In recent years, polysaccharides have attracted more and more attention from scientists all over the world because of their safe and effective anti-inflammatory and immunomodulatory effects [48]. Numerous physiological and pathological processes, including inflammation and the immunological response, are significantly mediated by cytokines [49]. When LPS activate macrophages, they release a variety of inflammatory mediators and factors, including TNF-α, NO, IL-6, and IL-1β [50].
In order to examine PMPS-A1’s safety, we first carried out cytotoxicity tests. PMPS-A1 had no influence on cell viability when compared to the control group (p > 0.05) (Figure 8A). Both DEX and PMPS-A1 significantly (p < 0.05 or 0.001) downregulated IL-6 expression when compared to the LPS group (Figure 8B). Both DEX and PMPS-A1 considerably (p < 0.05 or 0.001) reduced the expression of NO dose-dependently in comparison to the LPS group (Figure 8C). It has been reported that low-molecular-weight polysaccharides (<30 kDa) have better water solubility and are easier to digest and absorb than high-molecular-weight polysaccharides (>100 kDa) [51]. Du et al. extracted and purified a water-soluble polysaccharide (GRP) from Glehniae radix with a molecular weight of 1.33 × 104 Da [35]. The main chain of GRP consists of →6)-α-d-Glcp-(1→ and →3)-α-d-Glcp-(1→, and 1 out of every 14 residues of →6)-α-d-Glcp-(1→ and α-D-Glcp-(1→ branches are formed at the C-4 position. GRP downregulated the production of nitric oxide (NO) in a dose-dependent manner. In another study, the high-starch-content plant Pueraria mirifica of polysaccharide (PMP-2), with a molecular weight of 124.4 kDa, was mainly composed of arabinose and galactose [52]. PMP-2 was an Arabinogalactan, the main chain was composed of →6)-Galp-(1→ and →4)-Galp-(1→, and the side chain was composed of arabinose and rhamnose. PMP-2 pairs had certain immunomodulatory activities related to the release of NO, TNF-α, and IL-6. In our study, the molecular weight of PMPS-A1 was 12,168 Da; the monosaccharides were composed of glucose and fructose; the main chain was →1)-β-D-fruf-(2→, →4)-α-D-Glcp-(1→, →3,4)-α-D-Glcp-(1→, and →4,6)-α-D-Glcp-(1→; and the branch chain contained α-D-Glcp-(1→ and →3)-α-D-Glcp-(1→. The unique structure of PMPS-A1 against its anti-inflammatory activity may provide a solid foundation.

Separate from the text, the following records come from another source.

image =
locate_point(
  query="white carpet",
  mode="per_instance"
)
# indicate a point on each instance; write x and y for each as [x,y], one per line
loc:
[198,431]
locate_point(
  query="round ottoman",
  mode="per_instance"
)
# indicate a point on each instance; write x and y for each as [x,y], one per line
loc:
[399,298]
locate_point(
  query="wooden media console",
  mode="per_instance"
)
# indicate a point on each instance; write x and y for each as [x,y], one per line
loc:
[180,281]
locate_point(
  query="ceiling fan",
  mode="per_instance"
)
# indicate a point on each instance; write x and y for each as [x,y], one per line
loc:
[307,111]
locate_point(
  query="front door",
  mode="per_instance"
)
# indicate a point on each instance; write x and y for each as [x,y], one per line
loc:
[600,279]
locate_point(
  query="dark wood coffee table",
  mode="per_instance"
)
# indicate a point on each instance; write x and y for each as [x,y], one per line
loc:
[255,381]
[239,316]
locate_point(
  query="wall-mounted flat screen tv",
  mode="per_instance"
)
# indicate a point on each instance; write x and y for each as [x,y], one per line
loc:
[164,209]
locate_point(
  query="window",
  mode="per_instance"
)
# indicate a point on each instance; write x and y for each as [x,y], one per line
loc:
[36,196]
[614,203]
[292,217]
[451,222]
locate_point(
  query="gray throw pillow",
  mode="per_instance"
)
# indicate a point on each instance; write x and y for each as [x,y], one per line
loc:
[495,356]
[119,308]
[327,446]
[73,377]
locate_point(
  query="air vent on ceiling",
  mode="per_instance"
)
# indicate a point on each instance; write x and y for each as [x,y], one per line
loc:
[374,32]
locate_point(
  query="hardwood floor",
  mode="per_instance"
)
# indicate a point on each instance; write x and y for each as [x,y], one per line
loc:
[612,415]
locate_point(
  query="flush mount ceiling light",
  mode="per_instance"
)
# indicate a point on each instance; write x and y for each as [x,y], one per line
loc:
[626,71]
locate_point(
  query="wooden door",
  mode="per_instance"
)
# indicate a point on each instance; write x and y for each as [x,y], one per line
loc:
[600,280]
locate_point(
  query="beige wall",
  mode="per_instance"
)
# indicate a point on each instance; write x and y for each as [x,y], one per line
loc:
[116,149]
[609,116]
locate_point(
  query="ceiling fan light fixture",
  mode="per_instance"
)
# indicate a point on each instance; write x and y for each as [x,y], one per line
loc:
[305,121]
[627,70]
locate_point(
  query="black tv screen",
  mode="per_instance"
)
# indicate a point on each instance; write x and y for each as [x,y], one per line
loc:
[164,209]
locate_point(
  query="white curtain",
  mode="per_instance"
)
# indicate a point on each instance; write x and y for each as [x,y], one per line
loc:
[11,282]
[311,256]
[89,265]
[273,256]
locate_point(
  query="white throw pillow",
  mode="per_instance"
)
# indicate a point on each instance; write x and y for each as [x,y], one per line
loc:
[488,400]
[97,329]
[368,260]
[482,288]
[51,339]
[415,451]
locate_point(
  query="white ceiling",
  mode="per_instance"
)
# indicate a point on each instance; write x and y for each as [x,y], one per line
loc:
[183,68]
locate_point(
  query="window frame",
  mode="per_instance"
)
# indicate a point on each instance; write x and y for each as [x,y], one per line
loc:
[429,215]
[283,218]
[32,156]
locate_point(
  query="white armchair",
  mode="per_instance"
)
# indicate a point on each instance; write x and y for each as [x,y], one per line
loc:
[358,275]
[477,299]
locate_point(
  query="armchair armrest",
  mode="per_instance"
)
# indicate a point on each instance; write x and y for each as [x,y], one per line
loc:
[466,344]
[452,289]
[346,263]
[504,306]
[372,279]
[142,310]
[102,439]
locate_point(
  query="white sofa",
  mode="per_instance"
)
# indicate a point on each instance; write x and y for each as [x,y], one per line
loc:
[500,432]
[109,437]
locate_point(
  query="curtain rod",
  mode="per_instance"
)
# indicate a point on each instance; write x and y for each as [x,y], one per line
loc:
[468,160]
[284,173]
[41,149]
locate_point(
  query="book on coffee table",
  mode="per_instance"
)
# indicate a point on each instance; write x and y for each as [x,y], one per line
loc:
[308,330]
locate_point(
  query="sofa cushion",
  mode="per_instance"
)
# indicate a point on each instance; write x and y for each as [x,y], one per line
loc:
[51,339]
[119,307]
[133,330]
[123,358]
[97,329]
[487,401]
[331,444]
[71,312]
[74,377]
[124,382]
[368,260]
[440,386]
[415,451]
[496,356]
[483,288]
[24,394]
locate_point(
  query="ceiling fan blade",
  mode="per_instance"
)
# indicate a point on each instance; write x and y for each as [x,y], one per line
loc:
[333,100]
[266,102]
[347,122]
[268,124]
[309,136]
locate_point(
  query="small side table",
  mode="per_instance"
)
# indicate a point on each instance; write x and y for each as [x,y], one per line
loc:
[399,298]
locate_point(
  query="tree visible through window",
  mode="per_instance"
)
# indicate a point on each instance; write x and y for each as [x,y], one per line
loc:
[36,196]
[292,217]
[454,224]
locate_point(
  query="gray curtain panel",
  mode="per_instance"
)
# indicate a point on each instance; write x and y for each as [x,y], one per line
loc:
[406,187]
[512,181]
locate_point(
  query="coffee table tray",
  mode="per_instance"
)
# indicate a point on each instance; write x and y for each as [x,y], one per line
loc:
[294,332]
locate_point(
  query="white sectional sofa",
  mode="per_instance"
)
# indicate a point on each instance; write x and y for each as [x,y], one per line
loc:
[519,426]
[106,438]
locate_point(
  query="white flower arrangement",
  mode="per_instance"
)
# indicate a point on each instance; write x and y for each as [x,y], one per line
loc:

3.7. Antibacterial Activities of PMPS-A1

As shown in Table 5, the inhibition zone (10–14 mm) observed using different doses (from 20 to 35 mg/mL) gives exactly 50% of the inhibition zone for penicillin. The pharmacopeia’s classification aligns with clinical breakpoints, where an inhibition zone ≤50% of the reference antibiotic (penicillin) confirms resistance. Therefore, the tested PMPS-A1cannot be considered an effective antimicrobial agent against these strains under the current experimental conditions.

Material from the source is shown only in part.